Suite à cette troisième lecture dans l’univers de Malazan sous la plume de Ian C. Esslemont, je crains qu’il ne maîtrise en effet pas autant l’univers que Steven Erikson. C’est d’autant plus dommage que les deux compères ont l’air de se vouer une excellente amitié qui se traduit par une coopération et une coordination sans faille.

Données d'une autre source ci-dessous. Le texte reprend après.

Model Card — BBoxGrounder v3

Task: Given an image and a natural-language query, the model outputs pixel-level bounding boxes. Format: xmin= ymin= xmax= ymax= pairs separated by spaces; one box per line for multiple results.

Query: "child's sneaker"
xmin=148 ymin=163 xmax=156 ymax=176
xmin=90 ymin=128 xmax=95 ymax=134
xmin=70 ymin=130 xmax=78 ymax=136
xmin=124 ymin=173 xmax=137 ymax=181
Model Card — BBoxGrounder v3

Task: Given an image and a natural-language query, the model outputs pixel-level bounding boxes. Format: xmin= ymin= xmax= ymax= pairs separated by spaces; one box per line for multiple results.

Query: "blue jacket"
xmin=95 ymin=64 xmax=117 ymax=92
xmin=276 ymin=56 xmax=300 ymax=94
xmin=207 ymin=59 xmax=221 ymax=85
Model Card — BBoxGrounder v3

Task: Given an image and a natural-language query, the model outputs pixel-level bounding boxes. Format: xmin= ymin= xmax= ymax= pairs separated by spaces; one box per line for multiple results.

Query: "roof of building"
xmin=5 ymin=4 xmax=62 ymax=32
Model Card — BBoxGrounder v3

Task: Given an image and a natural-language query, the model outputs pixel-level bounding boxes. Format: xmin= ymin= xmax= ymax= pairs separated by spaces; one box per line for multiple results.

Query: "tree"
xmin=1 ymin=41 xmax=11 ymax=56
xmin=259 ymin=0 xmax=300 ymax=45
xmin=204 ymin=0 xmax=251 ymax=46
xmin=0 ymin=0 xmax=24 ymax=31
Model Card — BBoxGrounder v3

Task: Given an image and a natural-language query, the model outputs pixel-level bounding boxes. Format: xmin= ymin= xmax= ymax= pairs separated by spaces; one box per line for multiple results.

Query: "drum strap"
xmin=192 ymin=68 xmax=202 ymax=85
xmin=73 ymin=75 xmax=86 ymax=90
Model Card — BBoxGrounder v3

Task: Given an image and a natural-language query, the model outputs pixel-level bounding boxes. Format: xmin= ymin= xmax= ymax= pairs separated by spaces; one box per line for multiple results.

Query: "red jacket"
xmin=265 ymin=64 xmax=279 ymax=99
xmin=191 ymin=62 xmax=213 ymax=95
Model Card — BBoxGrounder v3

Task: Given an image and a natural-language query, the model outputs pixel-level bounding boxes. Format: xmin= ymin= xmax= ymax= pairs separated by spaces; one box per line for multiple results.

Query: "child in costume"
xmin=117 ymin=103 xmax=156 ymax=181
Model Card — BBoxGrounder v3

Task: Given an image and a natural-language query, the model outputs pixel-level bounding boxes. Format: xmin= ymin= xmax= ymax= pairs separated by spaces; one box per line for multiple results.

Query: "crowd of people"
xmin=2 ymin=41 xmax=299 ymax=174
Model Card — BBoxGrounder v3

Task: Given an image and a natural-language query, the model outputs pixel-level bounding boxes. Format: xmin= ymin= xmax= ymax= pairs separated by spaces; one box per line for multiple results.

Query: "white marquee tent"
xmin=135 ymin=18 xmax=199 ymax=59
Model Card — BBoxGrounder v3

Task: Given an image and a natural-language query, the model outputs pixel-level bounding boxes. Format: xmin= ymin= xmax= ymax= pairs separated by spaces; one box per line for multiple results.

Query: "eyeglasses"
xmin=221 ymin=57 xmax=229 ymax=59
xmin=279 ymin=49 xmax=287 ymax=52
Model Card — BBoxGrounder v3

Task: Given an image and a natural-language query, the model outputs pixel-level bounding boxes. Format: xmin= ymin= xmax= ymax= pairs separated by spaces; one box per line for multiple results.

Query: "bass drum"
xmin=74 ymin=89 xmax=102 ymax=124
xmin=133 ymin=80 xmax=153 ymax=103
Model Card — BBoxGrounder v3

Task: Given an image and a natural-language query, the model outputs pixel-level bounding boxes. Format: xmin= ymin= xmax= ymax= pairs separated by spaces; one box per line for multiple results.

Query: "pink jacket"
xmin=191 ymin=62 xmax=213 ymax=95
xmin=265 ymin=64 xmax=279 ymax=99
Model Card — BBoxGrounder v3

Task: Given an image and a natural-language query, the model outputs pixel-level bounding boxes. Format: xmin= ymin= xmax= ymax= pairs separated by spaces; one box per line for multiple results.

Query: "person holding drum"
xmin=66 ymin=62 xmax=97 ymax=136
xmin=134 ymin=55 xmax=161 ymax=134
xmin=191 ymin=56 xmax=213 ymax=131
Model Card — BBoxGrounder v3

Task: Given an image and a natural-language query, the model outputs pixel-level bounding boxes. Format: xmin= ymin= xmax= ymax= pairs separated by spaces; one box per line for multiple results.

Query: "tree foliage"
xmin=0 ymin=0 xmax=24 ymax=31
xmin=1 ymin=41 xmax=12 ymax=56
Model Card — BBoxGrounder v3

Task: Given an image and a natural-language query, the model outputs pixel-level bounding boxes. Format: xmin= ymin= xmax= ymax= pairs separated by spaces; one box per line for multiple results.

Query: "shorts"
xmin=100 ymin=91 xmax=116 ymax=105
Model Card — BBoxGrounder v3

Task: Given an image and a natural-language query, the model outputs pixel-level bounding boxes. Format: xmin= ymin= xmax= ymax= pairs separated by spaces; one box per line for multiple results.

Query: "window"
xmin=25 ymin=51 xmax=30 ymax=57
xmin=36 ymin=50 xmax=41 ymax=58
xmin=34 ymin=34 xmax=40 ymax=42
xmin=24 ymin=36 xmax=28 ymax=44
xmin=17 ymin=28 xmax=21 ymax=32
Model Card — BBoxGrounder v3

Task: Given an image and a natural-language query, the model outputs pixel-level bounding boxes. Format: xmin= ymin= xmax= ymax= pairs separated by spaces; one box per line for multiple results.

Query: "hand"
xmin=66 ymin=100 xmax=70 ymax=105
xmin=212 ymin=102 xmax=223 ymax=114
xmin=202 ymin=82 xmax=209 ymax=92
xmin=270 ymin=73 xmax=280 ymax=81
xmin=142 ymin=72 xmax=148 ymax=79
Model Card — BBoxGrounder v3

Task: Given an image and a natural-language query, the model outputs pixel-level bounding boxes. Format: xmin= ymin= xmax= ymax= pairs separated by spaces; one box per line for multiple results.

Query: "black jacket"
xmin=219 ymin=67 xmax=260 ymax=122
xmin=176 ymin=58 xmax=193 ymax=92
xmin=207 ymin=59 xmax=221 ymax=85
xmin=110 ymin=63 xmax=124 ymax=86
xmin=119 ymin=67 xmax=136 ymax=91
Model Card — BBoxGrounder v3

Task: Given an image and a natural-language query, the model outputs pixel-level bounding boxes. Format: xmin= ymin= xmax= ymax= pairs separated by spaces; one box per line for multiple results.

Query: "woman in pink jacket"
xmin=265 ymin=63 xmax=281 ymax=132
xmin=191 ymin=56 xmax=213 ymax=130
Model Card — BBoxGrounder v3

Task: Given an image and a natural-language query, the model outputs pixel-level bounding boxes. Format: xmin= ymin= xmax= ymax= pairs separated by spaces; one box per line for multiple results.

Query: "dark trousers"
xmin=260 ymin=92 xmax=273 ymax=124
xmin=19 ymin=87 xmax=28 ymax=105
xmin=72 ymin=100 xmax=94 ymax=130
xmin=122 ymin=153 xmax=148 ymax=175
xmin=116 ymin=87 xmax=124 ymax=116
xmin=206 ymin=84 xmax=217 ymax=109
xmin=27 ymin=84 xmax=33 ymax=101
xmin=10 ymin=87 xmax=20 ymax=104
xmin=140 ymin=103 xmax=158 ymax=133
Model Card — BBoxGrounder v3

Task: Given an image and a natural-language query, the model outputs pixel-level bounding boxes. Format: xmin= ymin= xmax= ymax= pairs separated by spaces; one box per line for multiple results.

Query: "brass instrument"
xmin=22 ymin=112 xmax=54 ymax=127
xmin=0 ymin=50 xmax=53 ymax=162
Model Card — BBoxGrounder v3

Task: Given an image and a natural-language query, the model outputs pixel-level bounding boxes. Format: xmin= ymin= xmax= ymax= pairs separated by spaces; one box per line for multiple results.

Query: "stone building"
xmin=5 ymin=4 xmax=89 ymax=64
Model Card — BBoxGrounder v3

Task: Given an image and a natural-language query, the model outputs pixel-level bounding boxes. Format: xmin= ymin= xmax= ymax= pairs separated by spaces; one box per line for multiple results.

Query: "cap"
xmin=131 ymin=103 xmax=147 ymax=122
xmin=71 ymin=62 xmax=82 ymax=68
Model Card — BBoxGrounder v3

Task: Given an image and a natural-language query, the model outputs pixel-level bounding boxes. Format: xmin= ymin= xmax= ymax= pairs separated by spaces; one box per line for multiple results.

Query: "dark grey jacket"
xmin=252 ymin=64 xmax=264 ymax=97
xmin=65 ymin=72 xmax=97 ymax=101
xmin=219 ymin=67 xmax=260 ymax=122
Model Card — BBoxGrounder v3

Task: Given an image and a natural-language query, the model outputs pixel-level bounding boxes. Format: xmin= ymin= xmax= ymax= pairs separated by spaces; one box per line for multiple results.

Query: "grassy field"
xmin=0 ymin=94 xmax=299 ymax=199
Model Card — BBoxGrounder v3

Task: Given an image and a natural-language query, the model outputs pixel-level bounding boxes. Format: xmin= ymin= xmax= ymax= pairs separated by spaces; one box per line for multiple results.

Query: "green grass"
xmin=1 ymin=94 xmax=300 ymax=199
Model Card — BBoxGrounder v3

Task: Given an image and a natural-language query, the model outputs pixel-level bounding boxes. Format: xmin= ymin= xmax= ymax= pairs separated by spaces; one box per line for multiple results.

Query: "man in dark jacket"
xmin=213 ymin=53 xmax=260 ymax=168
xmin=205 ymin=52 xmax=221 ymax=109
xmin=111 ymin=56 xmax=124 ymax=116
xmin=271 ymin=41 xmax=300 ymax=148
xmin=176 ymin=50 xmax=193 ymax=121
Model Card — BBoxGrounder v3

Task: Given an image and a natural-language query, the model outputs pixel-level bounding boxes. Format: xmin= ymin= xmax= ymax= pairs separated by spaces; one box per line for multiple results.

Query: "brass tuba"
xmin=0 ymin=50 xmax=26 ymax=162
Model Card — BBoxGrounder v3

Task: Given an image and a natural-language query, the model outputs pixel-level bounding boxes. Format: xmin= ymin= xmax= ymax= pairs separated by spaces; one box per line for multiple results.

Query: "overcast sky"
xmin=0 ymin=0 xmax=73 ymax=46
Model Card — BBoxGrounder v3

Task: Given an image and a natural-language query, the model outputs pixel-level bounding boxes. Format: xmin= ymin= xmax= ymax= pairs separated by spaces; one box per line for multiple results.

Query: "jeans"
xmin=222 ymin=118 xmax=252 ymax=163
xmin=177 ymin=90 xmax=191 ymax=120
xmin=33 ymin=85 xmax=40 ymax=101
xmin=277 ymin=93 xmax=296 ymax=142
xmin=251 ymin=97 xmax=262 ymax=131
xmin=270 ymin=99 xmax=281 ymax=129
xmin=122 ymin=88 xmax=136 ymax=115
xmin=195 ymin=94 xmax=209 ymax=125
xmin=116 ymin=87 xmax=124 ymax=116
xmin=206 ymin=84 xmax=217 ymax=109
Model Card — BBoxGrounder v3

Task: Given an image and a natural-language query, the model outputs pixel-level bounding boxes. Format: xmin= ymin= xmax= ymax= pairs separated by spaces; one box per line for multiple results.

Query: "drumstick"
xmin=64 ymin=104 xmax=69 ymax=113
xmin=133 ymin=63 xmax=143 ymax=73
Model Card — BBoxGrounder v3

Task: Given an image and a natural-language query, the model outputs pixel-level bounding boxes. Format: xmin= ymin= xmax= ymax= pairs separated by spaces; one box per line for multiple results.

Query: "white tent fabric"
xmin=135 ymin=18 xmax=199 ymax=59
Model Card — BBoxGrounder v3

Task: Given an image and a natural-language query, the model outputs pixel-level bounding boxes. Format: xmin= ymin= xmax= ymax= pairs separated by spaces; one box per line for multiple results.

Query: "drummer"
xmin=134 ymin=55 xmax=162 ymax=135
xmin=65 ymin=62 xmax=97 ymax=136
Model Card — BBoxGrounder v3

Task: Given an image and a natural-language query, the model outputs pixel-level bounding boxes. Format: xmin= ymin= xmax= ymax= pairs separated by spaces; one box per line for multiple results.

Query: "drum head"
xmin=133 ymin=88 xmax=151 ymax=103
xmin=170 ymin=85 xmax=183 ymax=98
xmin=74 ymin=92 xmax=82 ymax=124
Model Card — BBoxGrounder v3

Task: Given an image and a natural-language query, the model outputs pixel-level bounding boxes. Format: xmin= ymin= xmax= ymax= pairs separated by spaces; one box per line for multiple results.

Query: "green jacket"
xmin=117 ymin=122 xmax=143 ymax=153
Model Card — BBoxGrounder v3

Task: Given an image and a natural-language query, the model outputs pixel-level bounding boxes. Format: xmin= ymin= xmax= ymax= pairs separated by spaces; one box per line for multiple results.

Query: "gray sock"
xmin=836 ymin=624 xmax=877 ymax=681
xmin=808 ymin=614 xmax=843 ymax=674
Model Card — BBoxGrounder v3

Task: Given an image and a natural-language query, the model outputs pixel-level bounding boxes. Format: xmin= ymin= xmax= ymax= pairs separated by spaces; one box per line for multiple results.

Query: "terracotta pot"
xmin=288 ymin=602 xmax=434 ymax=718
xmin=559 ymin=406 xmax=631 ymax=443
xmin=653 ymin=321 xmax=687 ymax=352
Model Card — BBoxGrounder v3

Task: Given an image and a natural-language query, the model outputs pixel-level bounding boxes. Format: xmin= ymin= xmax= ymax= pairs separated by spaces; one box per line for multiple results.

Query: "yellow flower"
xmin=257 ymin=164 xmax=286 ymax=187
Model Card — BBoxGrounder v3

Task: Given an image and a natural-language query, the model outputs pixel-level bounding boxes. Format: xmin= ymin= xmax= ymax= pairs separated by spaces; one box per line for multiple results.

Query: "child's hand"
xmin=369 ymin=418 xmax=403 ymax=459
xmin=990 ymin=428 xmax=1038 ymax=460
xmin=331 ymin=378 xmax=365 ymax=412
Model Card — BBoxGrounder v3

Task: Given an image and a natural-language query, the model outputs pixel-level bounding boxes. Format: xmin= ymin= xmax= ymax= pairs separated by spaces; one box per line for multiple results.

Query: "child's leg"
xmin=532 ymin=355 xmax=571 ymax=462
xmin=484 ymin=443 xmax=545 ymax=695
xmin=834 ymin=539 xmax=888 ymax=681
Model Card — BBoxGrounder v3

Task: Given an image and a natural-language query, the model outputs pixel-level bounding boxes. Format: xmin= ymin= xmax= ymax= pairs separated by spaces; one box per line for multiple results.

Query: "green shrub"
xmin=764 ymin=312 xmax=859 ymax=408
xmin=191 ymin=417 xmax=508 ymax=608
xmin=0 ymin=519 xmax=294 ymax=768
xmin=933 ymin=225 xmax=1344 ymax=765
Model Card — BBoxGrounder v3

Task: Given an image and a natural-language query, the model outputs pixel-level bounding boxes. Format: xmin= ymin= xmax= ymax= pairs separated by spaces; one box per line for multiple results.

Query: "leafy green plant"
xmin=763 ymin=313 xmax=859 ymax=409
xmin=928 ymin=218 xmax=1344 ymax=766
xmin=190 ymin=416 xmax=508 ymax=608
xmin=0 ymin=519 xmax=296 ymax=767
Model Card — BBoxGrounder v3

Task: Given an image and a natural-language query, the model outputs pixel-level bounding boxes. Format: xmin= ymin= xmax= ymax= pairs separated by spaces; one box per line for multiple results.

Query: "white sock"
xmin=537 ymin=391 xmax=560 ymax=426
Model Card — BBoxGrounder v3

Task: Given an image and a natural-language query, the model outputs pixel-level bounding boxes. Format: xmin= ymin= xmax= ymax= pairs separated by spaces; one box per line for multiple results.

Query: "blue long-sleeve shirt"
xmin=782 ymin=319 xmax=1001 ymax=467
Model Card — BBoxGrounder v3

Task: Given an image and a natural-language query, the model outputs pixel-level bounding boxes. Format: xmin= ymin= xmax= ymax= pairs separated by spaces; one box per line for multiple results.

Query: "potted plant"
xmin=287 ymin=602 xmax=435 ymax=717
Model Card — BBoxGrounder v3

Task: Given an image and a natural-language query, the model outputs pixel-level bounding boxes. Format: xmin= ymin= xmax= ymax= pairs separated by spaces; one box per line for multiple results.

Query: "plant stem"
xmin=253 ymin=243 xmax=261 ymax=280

Stonewielder raconte donc une nouvelle histoire de rivalité entre les forces de Malazan et un puissant ennemi. Cette fois-ci, il s’agit d’un des peuples qu’ils avaient naguère conquis, dont les ambitions de rébellion coïncident avec l’apparition de culte de la « Dame ». Il s’agit donc d’un récit dont les deux principales thématiques reposent sur le fanatisme religieux et la guerre. C’est entraînant et efficace, certes, mais comme j’ai souligné dans le premier paragraphe, il manque une certaine substance. Pour comparer une fois encore, Steven Erikson n’hésite pas à nous présenter des chapitres riches en action, sauf qu’au préalable il s’efforce de rendre les personnages attachants et de décrire des batailles riches en émotion, et parfois même en poésie. Ici, malgré quelques passages haletants, j’ai l’impression qu’Esslemont se contente de « décrire ce qu’il se passe ». La plume est un simple témoin des événements et non une force motrice, vibrant à l’intensité des événements. Lorsqu’on passe d’un auteur à l’autre, la différence me semble particulièrement flagrant ?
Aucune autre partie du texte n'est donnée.